45:名無しNIPPER[saga]
2015/11/14(土) 12:40:29.11 ID:0oXNO4iLo
「……ごはん、つくろっか。お腹すいたでしょ」
そう言って笑った静奈姉は、ソファから起き上がった。
「手伝う」
「いいよ。疲れてるでしょ」
「運動部でもあるまいし、べつにたいして疲れてもないよ。静奈姉こそ、バイトだったんでしょ?」
「いーの。タクミくんにご飯つくらせたりしたら、お父さんたちに何言われるかわかんないもん」
「世話になってるのは俺だし」
「……このやりとり、何度目だっけ?」
「忘れた」
「変わんないよね、お互い」
彼女はくすくす笑ってからヘアゴムで長い髪を後ろにまとめて、ビリジアンのエプロンをつけた。

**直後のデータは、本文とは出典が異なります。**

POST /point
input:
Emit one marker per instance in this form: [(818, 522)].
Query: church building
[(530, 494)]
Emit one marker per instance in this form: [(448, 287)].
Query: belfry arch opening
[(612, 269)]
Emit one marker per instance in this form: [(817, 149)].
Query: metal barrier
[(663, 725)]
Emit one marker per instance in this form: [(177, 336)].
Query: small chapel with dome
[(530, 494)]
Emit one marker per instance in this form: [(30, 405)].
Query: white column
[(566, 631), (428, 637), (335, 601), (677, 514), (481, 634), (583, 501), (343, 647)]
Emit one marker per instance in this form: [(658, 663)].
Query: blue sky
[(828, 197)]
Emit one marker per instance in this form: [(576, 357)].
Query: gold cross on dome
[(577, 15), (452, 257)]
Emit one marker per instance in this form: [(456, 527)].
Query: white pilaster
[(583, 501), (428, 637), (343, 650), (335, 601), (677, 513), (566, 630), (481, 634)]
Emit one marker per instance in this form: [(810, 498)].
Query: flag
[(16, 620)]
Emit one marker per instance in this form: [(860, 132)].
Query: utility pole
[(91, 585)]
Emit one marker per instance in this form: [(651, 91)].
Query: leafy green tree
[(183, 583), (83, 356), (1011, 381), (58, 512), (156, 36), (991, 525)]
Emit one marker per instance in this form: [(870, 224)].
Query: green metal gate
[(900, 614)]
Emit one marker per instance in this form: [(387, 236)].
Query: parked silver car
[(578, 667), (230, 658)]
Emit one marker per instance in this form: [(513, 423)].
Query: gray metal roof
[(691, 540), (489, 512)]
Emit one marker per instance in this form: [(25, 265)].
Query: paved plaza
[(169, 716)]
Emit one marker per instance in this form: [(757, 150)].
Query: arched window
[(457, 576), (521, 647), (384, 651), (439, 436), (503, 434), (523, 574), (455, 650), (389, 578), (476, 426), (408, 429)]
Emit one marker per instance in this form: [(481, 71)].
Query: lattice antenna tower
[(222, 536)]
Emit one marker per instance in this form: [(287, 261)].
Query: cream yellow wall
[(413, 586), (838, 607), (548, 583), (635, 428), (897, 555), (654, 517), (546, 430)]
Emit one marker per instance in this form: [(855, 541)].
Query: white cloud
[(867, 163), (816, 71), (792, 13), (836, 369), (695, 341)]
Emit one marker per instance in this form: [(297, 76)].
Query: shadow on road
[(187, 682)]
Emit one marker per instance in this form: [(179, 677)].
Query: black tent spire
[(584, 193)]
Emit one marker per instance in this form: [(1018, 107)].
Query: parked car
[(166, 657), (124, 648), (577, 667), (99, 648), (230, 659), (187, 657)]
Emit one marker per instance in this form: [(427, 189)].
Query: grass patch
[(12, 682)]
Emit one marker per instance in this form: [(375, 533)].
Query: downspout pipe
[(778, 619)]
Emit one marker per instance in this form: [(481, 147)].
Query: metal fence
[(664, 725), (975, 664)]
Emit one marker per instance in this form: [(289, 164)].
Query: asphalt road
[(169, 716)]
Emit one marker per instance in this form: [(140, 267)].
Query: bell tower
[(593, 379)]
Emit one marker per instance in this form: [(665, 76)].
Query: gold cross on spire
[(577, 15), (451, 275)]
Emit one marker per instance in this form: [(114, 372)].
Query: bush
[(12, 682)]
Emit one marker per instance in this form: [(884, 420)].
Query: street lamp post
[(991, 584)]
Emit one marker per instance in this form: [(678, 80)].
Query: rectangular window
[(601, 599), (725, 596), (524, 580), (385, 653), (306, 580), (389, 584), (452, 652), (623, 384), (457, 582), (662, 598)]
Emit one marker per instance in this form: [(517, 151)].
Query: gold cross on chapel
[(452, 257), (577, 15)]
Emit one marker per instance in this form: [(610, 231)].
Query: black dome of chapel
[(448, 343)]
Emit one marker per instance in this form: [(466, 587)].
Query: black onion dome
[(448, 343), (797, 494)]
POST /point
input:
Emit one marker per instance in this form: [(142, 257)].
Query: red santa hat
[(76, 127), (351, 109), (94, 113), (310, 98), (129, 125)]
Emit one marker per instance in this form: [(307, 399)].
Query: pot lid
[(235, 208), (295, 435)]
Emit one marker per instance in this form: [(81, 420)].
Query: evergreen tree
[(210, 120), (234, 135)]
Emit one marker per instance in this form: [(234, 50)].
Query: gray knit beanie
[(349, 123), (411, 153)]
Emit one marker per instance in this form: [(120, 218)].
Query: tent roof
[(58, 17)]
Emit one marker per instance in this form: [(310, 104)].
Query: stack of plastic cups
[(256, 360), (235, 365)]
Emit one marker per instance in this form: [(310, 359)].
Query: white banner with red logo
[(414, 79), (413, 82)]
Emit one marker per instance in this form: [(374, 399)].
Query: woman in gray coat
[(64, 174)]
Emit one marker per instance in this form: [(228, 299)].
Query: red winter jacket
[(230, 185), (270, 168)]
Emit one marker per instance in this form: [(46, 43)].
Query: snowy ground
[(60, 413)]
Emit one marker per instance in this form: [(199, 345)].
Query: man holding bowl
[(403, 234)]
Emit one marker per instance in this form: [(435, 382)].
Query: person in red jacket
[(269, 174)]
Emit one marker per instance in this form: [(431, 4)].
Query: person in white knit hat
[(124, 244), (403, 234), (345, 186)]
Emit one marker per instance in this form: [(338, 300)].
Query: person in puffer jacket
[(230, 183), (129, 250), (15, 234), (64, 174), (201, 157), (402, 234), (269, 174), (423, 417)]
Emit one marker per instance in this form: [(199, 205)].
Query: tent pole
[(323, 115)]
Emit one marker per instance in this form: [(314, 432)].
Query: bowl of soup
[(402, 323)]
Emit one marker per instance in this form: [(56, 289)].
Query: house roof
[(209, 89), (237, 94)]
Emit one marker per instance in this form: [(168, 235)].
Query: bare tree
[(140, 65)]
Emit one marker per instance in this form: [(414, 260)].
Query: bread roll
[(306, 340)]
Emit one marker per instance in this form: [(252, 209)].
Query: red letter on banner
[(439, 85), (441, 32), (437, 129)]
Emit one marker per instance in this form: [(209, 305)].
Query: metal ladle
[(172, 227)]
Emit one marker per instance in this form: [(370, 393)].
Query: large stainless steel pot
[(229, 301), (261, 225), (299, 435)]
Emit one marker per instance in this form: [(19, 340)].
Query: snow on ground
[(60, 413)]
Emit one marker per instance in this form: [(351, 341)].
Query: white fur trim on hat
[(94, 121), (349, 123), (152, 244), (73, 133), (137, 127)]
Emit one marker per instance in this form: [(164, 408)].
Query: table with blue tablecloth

かたちから入るタイプなんだ、って、ここに来てすぐの頃に言っていた。
変わらないと彼女はいうけど、昔の静奈姉はもっとはしゃいだり、感情をあらわにすることが多かったような気がする。
もちろん、歳をとって落ち着いてきた、といえばそうなんだろうけど。
そういう些細な変化が、この街にいなかった俺には少し寂しかったりする。
時間の流れを突きつけられるようで。